Alteryx Designer Desktop Discussions

Find answers, ask questions, and share expertise about Alteryx Designer Desktop and Intelligence Suite.
SOLVED

Data Not Normally Distributed, which test?

Wouterrrrrr
5 - Atom

Hi,

 

I want to test my data, however it is not normally distributed and now I dont know which test to use. Within my data there are two groups which I want to compare. The variable measures the speed between two events (average = 7 days). This is because of some outliers which I need to filter out.
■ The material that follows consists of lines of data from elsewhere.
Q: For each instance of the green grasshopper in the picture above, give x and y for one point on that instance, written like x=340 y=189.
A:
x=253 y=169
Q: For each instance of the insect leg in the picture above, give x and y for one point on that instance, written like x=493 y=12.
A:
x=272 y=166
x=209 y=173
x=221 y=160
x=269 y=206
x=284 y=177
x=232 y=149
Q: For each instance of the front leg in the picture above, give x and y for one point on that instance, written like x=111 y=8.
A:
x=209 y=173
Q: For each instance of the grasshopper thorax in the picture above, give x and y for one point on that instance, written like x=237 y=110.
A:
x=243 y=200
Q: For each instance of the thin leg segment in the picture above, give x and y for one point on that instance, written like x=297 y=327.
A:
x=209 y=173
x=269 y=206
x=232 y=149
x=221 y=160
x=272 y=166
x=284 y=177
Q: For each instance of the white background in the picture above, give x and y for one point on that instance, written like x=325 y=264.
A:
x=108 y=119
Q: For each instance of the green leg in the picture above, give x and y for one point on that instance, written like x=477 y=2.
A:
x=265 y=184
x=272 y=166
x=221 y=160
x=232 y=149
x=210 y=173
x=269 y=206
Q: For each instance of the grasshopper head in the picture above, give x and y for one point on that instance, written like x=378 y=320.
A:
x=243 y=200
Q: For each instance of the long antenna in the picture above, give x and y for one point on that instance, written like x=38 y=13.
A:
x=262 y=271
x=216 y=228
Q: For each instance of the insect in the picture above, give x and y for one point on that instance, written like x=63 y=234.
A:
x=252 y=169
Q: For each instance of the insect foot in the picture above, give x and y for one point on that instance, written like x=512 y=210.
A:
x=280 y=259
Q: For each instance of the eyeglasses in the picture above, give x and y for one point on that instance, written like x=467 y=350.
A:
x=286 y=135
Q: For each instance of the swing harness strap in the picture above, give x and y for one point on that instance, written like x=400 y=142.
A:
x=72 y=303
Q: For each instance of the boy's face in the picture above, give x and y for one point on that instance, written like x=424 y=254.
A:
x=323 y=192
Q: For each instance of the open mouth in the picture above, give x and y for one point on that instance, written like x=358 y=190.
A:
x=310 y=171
1) What is the best way to handle outliers (z-score?)
2) Which test can I use to compare both groups?

 

How you guys can help me

8 REPLIES 8
caltang
17 - Castor
17 - Castor

This is a question that involves some feature engineering and data sciene knowledge. Perhaps you can consider anything beyond -3 or +3 Z-Scores to be outliers, thereby reducing the number of observations in your analysis. 

 

Your 2nd question is a bit vague. What are you testing? What are you testing between? Not very clear...

 

Also, it helps if you can provide your data or your workflow. Please provide relevant data to this use case, and kindly provide your criteria in as much detail as possible. If you have a workflow built halfway, kindly export that over as well. 

 

To export a workflow go to: Options > Export Workflow. Kindly do NOT send a "Save As" copy.

Calvin Tang
Alteryx ACE
https://www.linkedin.com/in/calvintangkw/
Wouterrrrrr
5 - Atom

Hi caltang,

 

Thank you for your response, I want to know which group is the quickest. However other test to determine the mean between two groups have the assumption that the data needs to be normnal distirbuted

 

caltang
17 - Castor
17 - Castor

Without the data, no one can give you good help. Can you kindly provide some data so that the community has something to work with...?

Calvin Tang
Alteryx ACE
https://www.linkedin.com/in/calvintangkw/
Wouterrrrrr
5 - Atom

Hope this works ;) 

caltang
17 - Castor
17 - Castor

My apologies I just saw this. Based on your data, can you explain a bit more about “Days”? Is it TAT? 

Having 0s will affect your standardisation. 

Calvin Tang
Alteryx ACE
https://www.linkedin.com/in/calvintangkw/
Wouterrrrrr
5 - Atom

Yes, the days are the time between two events. So 0 means the first and second event happened on the same day. This is important for me because this means the time between events is low (same day) and this is important. How longer the days, we suspect less result. That is what I want to test

BS_THE_ANALYST
14 - Magnetar

@Wouterrrrrr this resource is fantastic if you're looking for predictive value: https://community.alteryx.com/t5/Data-Science/Alteryx-Predictive-Tools-Flowchart/ba-p/602881

 

if you're looking at which statistical test to apply, I think flowcharts are invaluable (source: https://onishlab.colostate.edu/summer-statistics-workshop-2019/which_test_flowchart/). 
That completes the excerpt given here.